Robert Fulghum, author of that classic book “All I Really Need to Know I Learned in Kindergarten” put it this way: “The grass is not, in fact, always greener on the other side of the fence. No, not at all. Fences have nothing to do with it. The grass is greenest where it is watered. When crossing over fences, carry water with you and tend the grass wherever you are.” The book is about our adult-world. The information which we receive corrupts our mind and there is very little educational value in what is disguised as education and sold to us. In reality, most of what we need to know to live good lives was already taught to us when we were in kindergarten. That, and only that is education. Everything else is a sales pitch. Isn’t it true?
We often say that we don’t know what it is that we are missing until it’s gone. We don’t realize how good our life was during our school days, until we are thrown into the workforce, and our parents cut us off our pocket money. We don’t come to understand how nice our childhood friends were until we meet shrewd people in later part of life, we don’t appreciate importance of a people until they leave us.
I think, the problem with having choices is that we become restless. We can’t settle for what we already have or be satisfied with what we’ve got because we will always be wondering about the next big thing. It’s called “the grass is always greener” syndrome. We think someone else is having a better time elsewhere. We make ourselves miserable by constantly thinking about the unknown in an endless quest to find happiness. We lie awake at night torturing ourselves over what we should do next, wondering if we’re missing out on something big. We feel we’re wasting our lives if we’re not doing something more important, and we are unable to define the ‘important’.

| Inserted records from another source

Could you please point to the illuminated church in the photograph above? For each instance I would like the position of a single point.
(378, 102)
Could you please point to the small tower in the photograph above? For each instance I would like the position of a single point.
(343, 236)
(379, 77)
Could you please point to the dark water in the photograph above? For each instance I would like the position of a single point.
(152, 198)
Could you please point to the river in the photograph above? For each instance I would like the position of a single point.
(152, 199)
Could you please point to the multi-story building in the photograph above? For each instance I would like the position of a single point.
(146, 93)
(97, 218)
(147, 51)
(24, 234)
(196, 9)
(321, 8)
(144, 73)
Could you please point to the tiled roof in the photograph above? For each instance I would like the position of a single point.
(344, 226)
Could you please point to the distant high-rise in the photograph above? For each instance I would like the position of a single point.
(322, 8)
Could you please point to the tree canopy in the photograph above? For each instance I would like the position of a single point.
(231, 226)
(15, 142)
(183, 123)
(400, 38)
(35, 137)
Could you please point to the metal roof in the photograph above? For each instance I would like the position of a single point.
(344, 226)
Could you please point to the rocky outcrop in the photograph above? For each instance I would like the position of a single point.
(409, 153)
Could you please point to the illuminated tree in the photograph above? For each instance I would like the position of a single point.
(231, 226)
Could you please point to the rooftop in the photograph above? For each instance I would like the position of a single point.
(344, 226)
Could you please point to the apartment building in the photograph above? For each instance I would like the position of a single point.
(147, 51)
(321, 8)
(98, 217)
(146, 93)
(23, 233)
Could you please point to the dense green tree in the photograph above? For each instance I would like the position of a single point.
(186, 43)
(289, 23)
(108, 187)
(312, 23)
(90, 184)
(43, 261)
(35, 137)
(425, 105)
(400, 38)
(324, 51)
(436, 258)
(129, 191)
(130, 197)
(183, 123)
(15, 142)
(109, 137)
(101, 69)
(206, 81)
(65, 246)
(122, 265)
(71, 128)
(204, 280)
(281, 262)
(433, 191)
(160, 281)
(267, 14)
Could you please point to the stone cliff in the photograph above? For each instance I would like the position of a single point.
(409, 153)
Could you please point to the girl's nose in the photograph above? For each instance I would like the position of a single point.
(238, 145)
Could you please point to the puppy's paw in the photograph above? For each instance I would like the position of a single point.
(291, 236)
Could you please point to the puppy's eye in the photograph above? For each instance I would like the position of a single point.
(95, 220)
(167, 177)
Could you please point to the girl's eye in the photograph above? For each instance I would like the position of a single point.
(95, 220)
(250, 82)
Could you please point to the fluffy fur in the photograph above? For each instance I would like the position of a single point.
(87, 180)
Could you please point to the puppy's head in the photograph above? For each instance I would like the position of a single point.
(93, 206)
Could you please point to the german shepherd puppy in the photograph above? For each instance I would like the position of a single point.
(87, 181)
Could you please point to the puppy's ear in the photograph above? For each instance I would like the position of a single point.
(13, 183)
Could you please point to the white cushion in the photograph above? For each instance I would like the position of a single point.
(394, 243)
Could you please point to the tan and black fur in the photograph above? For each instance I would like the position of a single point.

Mindfulness helps you to appreciate life as it happens; it stops us from agonizing over what might’ve been or what could be. It just brings us back to the present. Because happiness isn’t about where you live or the things you do. It isn’t about being on an impossible mission to do everything. Of course, have achievable goals in life, plan your strategies and achieve everything you ever dreamed. How you achieve it is by building a life around your current location. Making new friends, settling into a routine, finding ways in which to enjoy “the moment” rather than dwelling on all the things you could be doing or the places you could be visiting.
Remember that all we ever have is right now. Forget about the past. Don’t worry about the future. Take each day as it comes, and most of all, stop thinking that the grass is greener, because it never really is. Happiness is a state of mind.